# Overview
This workbook does the following:


1.   Import Raw Data
2.   Create a all_func_grouped DF
3.   Creates a dictionary of DFs for all the sub functions



In [None]:
# Only for Google Colab
from google.colab import drive
drive.mount('/content/drive')

In [None]:
# Necessary Imports
import numpy as np
import pandas as pd
import matplotlib.pyplot as plt
import matplotlib as mpl
import plotly.graph_objects as go
import seaborn as sns
import plotly.express as px
import datetime
plt.rcParams['figure.figsize'] = (50, 20)  # Set figure size

In [None]:
# Read in the raw data, then create a time value based on the end_timestamp
df = pd.read_csv("/content/drive/MyDrive/small_data_no_head.csv")
df['time'] = [datetime.datetime(2021,1,31) + datetime.timedelta(seconds=x) for x in df['end_timestamp']]

# Dataframe summarized
print(f"Number of Unique Applications: {len(set(df['func']))}")
df.info()
df.head()


In [None]:
# Plotting Raw Data

plt.plot(df['time'], df['duration'], 'o-')
ax = plt.gca()
ax.set_xlim([min(df['time']), max(df['time'])])
ax.set_ylim([min(df['duration']), max(df['duration'])])
plt.title('Duration Over Time (ALL APPLICATIONS)',  fontsize=40)
plt.xlabel('End Timestamp', fontsize=20)
plt.ylabel('Function Runtime Duration', fontsize=20)
plt.show()

# Preparing the all_func_grouped
Now we need to convert this format to a time series usable format

In [None]:
# We need to bin all the data

# Bin the timestamps into 10-minute intervals
df['time_bin'] = df['time'].dt.floor('10T')  # Floor the timestamps to the nearest 10 minutes

# Group by these intervals and count the number of instances
grouped = df.groupby('time_bin').size().reset_index(name='count')

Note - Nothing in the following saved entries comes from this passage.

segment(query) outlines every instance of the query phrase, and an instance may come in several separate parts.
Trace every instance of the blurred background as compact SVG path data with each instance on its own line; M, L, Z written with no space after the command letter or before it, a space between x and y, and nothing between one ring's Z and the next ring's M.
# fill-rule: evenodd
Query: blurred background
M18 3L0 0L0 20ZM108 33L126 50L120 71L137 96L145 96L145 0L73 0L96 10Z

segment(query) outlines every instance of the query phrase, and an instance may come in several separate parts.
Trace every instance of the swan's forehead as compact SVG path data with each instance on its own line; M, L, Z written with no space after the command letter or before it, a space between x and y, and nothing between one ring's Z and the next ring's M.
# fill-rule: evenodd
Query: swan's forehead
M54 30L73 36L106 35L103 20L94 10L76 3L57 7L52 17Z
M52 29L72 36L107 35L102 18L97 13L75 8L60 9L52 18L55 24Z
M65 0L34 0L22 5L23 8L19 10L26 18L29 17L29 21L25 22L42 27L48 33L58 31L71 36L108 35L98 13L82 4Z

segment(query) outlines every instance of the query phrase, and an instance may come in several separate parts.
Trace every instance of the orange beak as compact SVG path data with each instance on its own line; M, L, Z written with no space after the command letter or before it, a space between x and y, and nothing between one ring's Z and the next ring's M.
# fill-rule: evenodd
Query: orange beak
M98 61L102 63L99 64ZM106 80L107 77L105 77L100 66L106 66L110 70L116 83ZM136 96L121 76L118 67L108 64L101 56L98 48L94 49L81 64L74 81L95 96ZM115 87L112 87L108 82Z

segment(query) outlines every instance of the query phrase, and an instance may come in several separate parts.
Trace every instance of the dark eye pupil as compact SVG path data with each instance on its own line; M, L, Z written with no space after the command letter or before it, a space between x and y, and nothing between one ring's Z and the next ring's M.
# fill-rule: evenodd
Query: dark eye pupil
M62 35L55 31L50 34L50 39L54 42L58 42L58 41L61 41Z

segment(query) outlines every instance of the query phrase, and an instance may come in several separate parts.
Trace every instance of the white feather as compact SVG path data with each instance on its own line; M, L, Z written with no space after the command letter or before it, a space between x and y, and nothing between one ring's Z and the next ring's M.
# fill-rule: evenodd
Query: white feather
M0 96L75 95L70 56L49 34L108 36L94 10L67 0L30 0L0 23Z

# Set the intervals as the index (optional)
grouped.set_index('time_bin', inplace=True)

grouped.info()

In [None]:
# Distribution of the number of instances per bin
grouped['count'].plot(kind='hist', bins=20, title='count')
plt.gca().spines[['top', 'right',]].set_visible(False)

In [None]:
# Number of instances over time, this is what we really want to predict
grouped['count'].plot(kind='line', figsize=(8, 4), title='count')
plt.gca().spines[['top', 'right']].set_visible(False)

# Preparing func seperated data
Now we are going to prepare a dictionary of dataframes to use
where the keys are the function ids and the values are the
grouped dataframes.

In [None]:
# Create the empty dictionary
func_to_df = {}

# Create the total time range
start_time = df['time'].min().floor('10T')
end_time = df['time'].max().ceil('10T')
all_time_bins = pd.date_range(start=start_time, end=end_time, freq='10T')

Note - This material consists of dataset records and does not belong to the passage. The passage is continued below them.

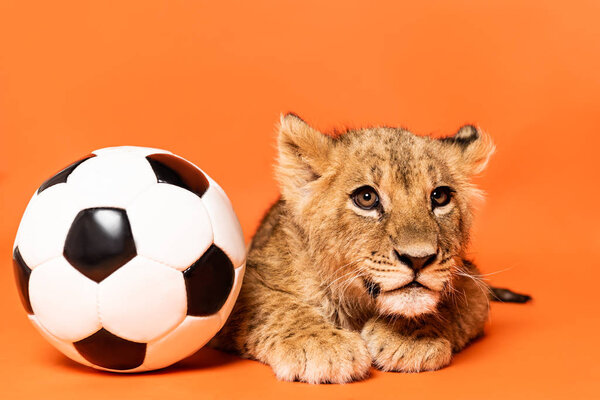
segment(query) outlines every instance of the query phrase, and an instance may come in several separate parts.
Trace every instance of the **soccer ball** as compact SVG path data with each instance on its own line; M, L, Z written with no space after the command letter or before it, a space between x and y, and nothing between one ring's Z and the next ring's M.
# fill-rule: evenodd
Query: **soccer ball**
M239 294L246 250L225 192L168 151L94 151L44 182L13 248L29 319L110 371L163 368L204 346Z

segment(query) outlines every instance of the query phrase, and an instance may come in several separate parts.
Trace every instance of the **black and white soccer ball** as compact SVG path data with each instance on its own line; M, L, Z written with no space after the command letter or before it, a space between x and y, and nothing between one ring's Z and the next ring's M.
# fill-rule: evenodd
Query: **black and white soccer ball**
M21 220L14 272L57 349L111 371L163 368L223 326L246 249L225 192L168 151L94 151L44 182Z

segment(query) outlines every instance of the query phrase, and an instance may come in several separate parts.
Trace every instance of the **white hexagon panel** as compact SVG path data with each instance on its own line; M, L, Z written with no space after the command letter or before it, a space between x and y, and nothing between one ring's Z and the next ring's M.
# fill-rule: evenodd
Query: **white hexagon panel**
M13 248L29 318L94 368L166 367L208 342L239 294L246 250L215 181L168 151L94 151L44 182Z
M170 184L154 185L127 208L138 254L183 271L213 243L203 200ZM153 227L160 226L160 232Z
M151 342L187 314L183 274L138 255L100 283L102 325L123 339Z

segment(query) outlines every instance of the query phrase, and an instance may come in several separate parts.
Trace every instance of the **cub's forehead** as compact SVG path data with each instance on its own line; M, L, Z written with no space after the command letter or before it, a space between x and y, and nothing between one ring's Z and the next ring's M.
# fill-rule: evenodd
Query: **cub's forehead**
M400 128L368 128L349 131L338 138L342 152L367 159L392 159L424 153L431 139Z
M350 131L338 138L342 164L352 166L356 179L368 178L411 186L417 182L444 181L451 173L441 147L429 137L396 128Z

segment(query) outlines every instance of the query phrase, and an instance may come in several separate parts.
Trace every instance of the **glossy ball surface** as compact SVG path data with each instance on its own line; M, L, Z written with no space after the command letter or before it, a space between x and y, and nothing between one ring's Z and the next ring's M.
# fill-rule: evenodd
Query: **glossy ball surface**
M137 372L204 346L239 294L246 251L219 185L168 151L94 151L29 202L13 266L29 319L82 364Z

# Group the raw data by function id
func_groups = df.groupby('func')

# Iterate through each group and apply the binning and grouping logic
for func_id, func_data in func_groups:
    # Bin the timestamps into 10-minute intervals
    func_data['time_bin'] = func_data['time'].dt.floor('10T')

    # Group by the binned intervals and count the number of rows
    grouped_func_data = func_data.groupby('time_bin').size().reset_index(name='count')

    # Set the binned intervals as the index (optional)
    grouped_func_data.set_index('time_bin', inplace=True)

    # Reindex to include all time bins, filling missing bins with 0
    grouped_func_data = grouped_func_data.reindex(all_time_bins, fill_value=0)

    # Store the grouped DataFrame in the dictionary
    func_to_df[func_id] = grouped_func_data

In [None]:
# Iterate through the dictionary and verify that the func specific data is correct

for func_id, func_data in func_to_df.items():
  print("func_id: ", func_id, len(func_data))
  func_data['count'].plot(kind='line', figsize=(8, 4), title='count')
  plt.gca().spines[['top', 'right']].set_visible(False)